Narrator: I love the feeling of ripping flesh, which is why I'm addicted to sticking pins and needles through my skin, it soothes me. I don't want my body to be scarred to shreds, so how do I stop?

ThatGuy: [Has a look of shock on his face] Oh my god! Whatever I said before about the fish-scaly man, fuck it! You’re the real freak! Anything that gives you pleasure that does not agree with everybody else’s idea of pleasure makes you a freak. And not just a freak, a horrible freak! And not one of those people that’s like “hey, you’re freaky!” No, no, no, a freak! Please return your body and soul to God and ask for another one. Because you obviously wasted your time with the one that you have. And if you don’t do that I will hurt you. Hurt you in horrible, horrible ways! Like I will rip off your fle… [Realizes what he’s saying and stops] I will stab you with… [Stops again] I’ll think if something! Why are people so crazy? And why am I so great?

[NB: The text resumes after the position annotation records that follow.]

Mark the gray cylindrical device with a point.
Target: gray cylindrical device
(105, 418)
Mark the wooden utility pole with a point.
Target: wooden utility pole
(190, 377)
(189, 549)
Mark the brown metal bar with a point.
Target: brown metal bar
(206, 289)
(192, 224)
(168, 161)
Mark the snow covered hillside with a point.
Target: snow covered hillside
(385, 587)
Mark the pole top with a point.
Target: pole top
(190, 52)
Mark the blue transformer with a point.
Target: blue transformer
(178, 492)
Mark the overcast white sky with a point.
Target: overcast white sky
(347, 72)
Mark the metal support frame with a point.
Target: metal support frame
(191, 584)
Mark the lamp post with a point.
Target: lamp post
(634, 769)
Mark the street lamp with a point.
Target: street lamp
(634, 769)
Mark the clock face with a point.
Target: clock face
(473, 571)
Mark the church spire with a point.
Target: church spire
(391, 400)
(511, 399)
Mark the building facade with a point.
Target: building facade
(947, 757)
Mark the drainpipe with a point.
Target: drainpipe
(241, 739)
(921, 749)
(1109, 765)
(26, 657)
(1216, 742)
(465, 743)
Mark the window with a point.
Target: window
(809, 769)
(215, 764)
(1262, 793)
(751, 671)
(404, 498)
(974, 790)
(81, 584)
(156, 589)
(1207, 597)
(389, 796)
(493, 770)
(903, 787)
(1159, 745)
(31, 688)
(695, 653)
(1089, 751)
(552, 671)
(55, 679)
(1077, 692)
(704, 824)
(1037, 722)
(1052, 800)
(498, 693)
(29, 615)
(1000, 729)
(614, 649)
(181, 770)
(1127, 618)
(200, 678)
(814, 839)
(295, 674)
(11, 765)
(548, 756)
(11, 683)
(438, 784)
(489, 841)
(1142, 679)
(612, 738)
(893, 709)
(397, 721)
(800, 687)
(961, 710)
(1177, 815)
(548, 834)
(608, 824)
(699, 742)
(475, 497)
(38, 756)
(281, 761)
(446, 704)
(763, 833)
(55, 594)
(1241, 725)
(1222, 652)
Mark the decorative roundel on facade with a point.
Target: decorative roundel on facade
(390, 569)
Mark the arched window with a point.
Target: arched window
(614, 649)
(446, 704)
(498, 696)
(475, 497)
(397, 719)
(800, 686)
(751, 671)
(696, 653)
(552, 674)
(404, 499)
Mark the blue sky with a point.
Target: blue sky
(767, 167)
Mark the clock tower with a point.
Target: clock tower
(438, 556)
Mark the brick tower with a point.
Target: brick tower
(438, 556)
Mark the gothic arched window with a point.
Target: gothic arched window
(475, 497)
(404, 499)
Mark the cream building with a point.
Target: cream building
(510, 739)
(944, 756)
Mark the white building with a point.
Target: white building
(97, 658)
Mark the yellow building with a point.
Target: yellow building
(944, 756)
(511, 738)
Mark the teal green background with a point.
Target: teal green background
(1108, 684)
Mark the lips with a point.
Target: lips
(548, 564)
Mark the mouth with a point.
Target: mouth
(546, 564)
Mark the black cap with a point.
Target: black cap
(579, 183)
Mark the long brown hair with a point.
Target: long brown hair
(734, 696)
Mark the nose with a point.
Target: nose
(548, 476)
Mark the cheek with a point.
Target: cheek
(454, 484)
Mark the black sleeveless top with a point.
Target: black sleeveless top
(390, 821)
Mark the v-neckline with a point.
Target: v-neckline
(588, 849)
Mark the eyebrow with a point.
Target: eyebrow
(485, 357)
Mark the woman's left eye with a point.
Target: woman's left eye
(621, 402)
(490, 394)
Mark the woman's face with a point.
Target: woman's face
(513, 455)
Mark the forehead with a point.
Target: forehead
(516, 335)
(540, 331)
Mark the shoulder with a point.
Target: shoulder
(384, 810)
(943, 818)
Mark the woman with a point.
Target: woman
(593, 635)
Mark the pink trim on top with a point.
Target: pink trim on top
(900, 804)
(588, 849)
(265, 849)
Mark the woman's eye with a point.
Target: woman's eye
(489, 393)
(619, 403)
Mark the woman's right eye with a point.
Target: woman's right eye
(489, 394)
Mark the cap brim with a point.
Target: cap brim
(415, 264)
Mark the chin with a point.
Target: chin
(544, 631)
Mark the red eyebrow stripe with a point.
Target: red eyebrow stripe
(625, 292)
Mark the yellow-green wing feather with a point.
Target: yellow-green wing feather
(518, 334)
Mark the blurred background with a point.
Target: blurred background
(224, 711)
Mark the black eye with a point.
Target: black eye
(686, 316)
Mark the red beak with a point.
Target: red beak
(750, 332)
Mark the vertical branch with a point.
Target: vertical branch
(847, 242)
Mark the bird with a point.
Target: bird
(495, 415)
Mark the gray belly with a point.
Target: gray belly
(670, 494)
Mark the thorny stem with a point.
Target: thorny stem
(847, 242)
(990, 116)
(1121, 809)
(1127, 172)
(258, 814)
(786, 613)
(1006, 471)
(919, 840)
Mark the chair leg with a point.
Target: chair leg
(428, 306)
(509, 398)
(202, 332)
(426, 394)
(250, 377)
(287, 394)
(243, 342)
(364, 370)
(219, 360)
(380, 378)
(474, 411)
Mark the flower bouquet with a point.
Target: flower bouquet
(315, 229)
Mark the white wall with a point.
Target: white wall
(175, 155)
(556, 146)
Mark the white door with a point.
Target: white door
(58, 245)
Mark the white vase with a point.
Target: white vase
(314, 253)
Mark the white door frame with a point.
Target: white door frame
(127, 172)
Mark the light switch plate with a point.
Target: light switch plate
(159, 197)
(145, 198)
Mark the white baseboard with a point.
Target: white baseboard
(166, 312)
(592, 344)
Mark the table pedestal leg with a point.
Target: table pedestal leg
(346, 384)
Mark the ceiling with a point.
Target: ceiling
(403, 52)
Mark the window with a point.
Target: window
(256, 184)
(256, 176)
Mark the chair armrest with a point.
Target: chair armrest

Narrator: What is always drowning and always thirsty?

ThatGuy: My ego. [Thinks about what he said and starts looking depressed]

Narrator: I show your videos to my girlfriend and I think she just fell in love with you. How can I erase you from her memory?

ThatGuy: Oh it’s far too late for that. Once you fall in love with That Guy With the Glasses, you can never go back. In fact, she has already come to visit me and to make sure she didn’t leave; I locked her in my closet. [Yells to someone off screen] Isn’t that right, honey? [No reply, he lowers his voice] Isn’t that right, honey? [He walks off screen] Honey? [A pause] Oh my God! [He returns onscreen and starts acting nervous] I would say, um, just stop watching this, uh, website and just try to forget that I exist. Because obviously your girlfriend…must still be with you and is not…dead in my closet, right now. Please don’t sue.

Narrator: If Wile E. Coyote has enough money to buy all that crap from Acme, then why doesn't he just buy a bazooka or something and shoot the Road Runner's head off?

ThatGuy: Well bazookas or dynamite or any of those products never seems to work for him. I think the real question is, why doesn’t he just order a road runner? Surely there must be some place that orders road runners. Or if not the road runner, food. Order some food. If you have enough money to buy explosives and tanks, why can’t you buy food? I saw him once make a roast chicken out of mud. Why? Buy food! Are really so determined to get that stupid Road Runner that are willing to starve to dead. You are an idiot. In fact, in one episode I’m sure I saw a White Castle in the background. Go to White Castle and get something that’s good there. For example, get a…[thinks about it for a second] On second thought, chase the Road Runner. This is That Guy With The Glasses saying: There’s no such thing as a stupid question, until YOU ask it.